In contrast, these markers were significantly reduced after the Drp1 knockdown (Fig. 4e, f). As demonstrated in Fig. 4g by confocal microscopy, the cells displayed smaller green staining of LC3B puncta and red staining of mitochondria fluorescent probe, indicating the lower levels of autophagy and a few numbers of mitochondria fused with lysosomes. We ascertained a significant augmentation in large red/yellow puncta in cells treated with lentivirus to upregulate TBK1 expression, consistent with activated mitophagy. However, transfection with Drp1 by siRNA attenuated TBK1-mediated autophagosome formation. Then, we performed the TUNEL assay to measure apoptosis-mediated cell death. After transfection of Drp1 or Atg5 by siRNA, the ratio of cells with TUNEL+ (apoptotic marker) positive cell showed augmented expression levels (Fig. 4h). Collectively, these findings indicate that TBK1 may suppress apoptosis-mediated cell death by promoting mitophagy and regulating Drp1.

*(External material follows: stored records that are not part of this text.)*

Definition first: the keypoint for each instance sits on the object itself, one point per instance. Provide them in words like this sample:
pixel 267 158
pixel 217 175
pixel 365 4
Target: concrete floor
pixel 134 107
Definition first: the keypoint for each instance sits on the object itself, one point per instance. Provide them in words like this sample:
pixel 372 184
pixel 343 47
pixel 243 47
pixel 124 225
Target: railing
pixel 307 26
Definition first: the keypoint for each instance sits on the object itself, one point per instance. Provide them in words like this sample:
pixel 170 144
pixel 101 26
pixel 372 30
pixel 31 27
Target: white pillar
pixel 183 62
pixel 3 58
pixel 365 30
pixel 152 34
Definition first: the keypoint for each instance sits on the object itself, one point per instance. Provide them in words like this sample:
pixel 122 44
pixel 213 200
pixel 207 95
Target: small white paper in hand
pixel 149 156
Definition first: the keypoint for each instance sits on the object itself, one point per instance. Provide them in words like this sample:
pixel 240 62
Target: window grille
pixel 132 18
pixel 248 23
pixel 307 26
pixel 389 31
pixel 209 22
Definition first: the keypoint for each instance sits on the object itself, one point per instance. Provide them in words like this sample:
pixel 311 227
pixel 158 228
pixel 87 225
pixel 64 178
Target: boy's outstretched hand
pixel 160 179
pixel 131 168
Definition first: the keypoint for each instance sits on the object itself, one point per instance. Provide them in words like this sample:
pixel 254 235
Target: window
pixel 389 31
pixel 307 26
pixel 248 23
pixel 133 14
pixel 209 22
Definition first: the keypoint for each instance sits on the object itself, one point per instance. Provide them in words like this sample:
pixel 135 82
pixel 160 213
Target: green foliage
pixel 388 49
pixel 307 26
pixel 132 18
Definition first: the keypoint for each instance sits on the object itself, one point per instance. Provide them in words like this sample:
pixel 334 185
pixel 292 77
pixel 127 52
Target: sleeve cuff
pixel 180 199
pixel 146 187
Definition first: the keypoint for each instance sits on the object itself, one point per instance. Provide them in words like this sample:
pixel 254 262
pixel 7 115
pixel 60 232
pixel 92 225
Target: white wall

AMPK activation by M3A induced DRP1 phosphorylation in a TBK1-dependent manner in chondrocytes
Previous studies have indicated that the AMPK signaling pathway can activate TBK1 through direct phosphorylation [28,29,30]. Specifically, phosphorylation at Ser555 regulates ULK1 activation and translocation to mitochondria [31] and then connects energy sensing to mitophagy [32]. Malvidin-3-O-arabinoside (M3A) has been exhibited to trigger the AMPK signaling pathway, contributing to the subsequent enhancement of autophagy [33]. To further explore the interaction between M3A and AMPK signaling pathways (Fig. 5a, b), we performed molecular-docking analysis including blind and focused docking. M3A is prone to link the pivotal regulatory domain with a highly stipulated binding energy of −4.08 kcal/mol, indicating a stationary conformation between M3A and AMPK (Fig. 5c). The two-dimensional interaction graph demonstrated that M3A generated strong hydrogen bonding with the amino acid residues of Leu212, Asp215, Pro213 and Tyr232 (Fig. 5d). These significant interactions contributed to stabilizing the binding location of M3A in the projected ligand-binding sites. According to the results of the CCK-8 assay, application of 40 and 60 μM M3A could induce cellular damage (Fig. 5e). We further performed experiment using 20 μM concentration. To probe the mechanistic basis by which APMK activates Drp1 phosphorylation, we pretreated chondrocytes with different concentrations of M3A and then transfected with lentivirus-TBK1 or si-TBK1 under TNF-α stimulation. We clearly found that M3A could increase the ratio of p-TBK1/TBK1, p-Drp1 Ser637/Drp1, p-AMPK/AMPK1 and p-ULK1/ULK1 in a concentration-dependent manner, whereas LV-shTBK1 could repress the proportion of p-TBK1/TBK1 and p-Drp1 Ser616/Drp1 without influencing on AMPK/ULK1 signaling pathway (Fig. 5f). Collectively, these findings implay that APMK regulates the phosphorylation of Drp1 via promoting the expression of TBK1.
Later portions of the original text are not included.